Most guidelines recommend expectant management in selected cases of PE until 34 weeks (41), based on the evidence that the risk of serious complications is low when appropriate care is provided and on the derived neonatal benefits (9,10,42). However, the selection of cases at especially high-risk for maternal complications is clinically challenging. All guidelines recommend a similar set of severity criteria (41), that were established from experts opinion without a good evidence on their individual performance in predicting complications.

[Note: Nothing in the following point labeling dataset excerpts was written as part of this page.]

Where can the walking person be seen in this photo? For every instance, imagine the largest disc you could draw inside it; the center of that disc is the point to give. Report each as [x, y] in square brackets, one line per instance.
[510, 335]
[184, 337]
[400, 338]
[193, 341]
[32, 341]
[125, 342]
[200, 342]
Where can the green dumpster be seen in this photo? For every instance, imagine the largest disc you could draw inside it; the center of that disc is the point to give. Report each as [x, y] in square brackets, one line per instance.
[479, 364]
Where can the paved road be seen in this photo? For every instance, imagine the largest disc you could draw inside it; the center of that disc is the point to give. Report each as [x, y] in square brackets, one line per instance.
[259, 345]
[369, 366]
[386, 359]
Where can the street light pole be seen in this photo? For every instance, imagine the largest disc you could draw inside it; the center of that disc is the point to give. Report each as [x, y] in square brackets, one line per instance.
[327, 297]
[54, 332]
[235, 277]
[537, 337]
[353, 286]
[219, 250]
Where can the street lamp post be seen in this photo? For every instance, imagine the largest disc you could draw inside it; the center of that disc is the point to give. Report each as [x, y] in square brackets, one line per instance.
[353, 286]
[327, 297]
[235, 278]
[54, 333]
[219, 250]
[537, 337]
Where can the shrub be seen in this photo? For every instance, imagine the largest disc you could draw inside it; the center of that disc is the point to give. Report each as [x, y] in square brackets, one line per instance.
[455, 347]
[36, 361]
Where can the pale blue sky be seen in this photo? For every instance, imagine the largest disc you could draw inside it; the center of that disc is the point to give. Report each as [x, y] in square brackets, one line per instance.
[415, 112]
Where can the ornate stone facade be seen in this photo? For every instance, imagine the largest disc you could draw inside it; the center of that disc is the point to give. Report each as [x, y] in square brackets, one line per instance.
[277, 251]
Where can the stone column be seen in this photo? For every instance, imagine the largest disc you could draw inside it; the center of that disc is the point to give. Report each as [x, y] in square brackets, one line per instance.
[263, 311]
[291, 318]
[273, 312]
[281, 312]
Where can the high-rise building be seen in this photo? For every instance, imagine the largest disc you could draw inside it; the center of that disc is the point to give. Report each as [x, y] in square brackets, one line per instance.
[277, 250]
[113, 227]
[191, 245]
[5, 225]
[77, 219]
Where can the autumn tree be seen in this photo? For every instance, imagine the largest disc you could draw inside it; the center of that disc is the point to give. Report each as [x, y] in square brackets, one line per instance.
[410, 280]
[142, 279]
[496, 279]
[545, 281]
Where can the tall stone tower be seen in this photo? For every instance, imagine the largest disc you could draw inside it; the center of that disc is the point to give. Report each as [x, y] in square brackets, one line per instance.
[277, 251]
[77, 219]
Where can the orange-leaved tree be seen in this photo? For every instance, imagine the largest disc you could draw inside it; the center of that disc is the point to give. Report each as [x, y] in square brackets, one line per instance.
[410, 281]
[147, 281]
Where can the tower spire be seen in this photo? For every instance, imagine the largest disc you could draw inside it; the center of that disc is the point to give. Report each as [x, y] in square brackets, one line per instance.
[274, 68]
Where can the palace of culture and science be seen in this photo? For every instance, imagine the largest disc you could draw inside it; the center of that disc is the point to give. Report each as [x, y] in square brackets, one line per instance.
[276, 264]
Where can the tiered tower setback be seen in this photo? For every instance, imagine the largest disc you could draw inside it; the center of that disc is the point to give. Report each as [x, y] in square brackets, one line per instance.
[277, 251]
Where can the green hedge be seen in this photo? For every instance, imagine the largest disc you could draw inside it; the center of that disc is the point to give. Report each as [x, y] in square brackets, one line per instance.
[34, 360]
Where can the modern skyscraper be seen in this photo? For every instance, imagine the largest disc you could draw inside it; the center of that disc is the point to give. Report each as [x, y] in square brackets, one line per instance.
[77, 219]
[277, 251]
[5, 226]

In addition, except for the Canadian guideline (43), gestational age at diagnosis was not included as a severity criteria, while there is good evidence on its independent contribution in predicting maternal morbidity (44). A step forward was made by the PRE-EMPT consortium developing and validating a scoring tool for risk-stratification of women admitted with PE (the PIERS score), with good capacity and predictive performance (11). However, this model included women with any onset PE, and not specifically those with early-onset. More recently, the PREP-L model was specifically derived for early-onset PE. Compared to the PIERS model, which had an AUC between 0.7-0.8 at one week after admission, the PREP-L model showed discrimination of 0.82 for a longer period until postnatal discharge from hospital (12). Our study shows that the addition of sFlt-1 delta values may increase the prediction of maternal complications achieved by PREP-L and sFlt-1 at admission. If confirmed, our results would enable the use of longitudinal changes in angiogenic factors as a stratifying tool to stablish time of delivery.

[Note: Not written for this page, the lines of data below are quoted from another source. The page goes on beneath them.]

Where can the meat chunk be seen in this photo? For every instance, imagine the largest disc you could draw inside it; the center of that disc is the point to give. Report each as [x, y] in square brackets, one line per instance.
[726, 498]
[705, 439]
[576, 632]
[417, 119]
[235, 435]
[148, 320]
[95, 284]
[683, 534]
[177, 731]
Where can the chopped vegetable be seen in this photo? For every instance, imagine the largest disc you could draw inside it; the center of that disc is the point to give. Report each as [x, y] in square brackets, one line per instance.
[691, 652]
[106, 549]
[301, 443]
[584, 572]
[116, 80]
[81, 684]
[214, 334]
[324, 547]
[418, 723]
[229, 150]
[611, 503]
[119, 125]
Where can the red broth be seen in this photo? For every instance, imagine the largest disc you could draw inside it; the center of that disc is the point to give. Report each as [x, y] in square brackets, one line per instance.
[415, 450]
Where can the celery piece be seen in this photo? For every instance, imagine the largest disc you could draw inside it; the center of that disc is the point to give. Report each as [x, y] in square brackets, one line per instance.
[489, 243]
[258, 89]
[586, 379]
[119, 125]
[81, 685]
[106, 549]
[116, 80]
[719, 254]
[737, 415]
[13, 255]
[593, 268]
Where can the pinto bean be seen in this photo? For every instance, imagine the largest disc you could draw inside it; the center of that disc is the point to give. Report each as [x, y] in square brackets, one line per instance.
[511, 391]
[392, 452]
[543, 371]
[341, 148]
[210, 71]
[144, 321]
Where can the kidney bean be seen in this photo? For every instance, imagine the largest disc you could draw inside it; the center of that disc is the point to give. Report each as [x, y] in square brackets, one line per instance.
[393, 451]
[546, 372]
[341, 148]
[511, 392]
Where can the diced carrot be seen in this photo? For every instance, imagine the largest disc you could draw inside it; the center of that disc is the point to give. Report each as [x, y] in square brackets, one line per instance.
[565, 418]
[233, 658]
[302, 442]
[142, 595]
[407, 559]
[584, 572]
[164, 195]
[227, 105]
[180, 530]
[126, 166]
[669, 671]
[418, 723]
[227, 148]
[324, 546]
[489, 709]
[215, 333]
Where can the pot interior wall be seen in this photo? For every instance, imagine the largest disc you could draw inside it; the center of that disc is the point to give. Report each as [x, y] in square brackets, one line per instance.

Our series has some unique features. It is a prospective cohort of women admitted for confirmed early-onset severe PE. The angiogenic factors were longitudinally measured and evaluated for the prediction of incident complications. In addition, managing clinicians were blinded to these measurements. We also acknowledge some limitations. First, the relatively small sample size which does not allow the evaluation of individual complications. However, this sample size has to be regarded in the context of the very low incidence of early-onset PE (~0.5%), which is even lower if we consider severe cases without complications at admission (7). Thus, 63 cases correspond to a base population of more than 15,000 deliveries. Second, we only measured the angiogenic factors at two time points, and, therefore, other non-linear trends could not be explored. In particular, whether the rise in sFlt-1 precedes the onset of the complication could not be assessed in our study. Finally, our findings do not necessarily mean that modifying the clinical management according to longitudinal changes in sFlt-1 would improve the maternal outcomes.